Wednesday, May 1, 2024

Estate slammed with $22 million verdict can't get Allstate's records

State Court
Cm

LAKELAND, Fla. (Legal Newsline) - The estate of a woman whose car hit and paralyzed a motorcyclist can’t get personnel records and other documents from Allstate Insurance to prove its case the insurer rejected settlement offers in bad faith. After lawyers for the motorcyclist couldn’t reach agreement within the woman’s insurance limits, they took the case to trial and won a $44 million jury verdict.

The court later reduced the verdict to $21.9 million – binding the estate of the driver, Deborah L. Veillueux, to pay -- in an agreement with Allstate to avoid a new trial. The Veillueux estate then sued Allstate and several of its employees for failing to settle the case and breaching their duty to defend by rejecting the opportunity for a new trial.

As part of that case, the estate’s lawyers sought the personnel files of Allstate employees involved in the accident claim and documents revealing the “goals, strategies, objectives, performance metrics or business targets” for the insurer’s claims department. A trial judge ordered Allstate to produce the documents, redacted to eliminate Social Security numbers, drug test results and personal financial and health information.

Allstate appealed, seeking a mandamus order to quash the document request.
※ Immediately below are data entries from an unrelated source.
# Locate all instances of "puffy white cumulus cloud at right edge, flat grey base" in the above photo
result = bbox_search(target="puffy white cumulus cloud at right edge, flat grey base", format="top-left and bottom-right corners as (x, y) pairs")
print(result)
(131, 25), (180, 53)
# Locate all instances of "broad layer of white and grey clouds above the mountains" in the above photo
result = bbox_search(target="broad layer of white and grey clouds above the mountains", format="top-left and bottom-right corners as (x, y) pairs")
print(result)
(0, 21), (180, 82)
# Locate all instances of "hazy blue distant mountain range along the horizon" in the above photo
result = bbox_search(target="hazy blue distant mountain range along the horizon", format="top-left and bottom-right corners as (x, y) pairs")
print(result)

And Florida’s Second District Court of Appeal, in a Sept. 30 decision, agreed the trial judge went too far. 

“The trial court departed from the essential requirements of the law by compelling production of documents from the personnel files without conducting an in-camera review,” the appeals court ruled. 
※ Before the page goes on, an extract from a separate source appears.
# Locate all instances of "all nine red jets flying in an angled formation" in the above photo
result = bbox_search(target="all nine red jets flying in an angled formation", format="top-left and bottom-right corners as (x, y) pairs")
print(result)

“While the Estate's discovery requests in this case stop short of seeking wholesale production of the personnel files, they still encompass numerous categories of potentially irrelevant information which, if disclosed, could jeopardize the employees' privacy interests.”

The lower court also erred by ordering Allstate to turn over documents that might be protected under the attorney-client privilege, the appeals court said.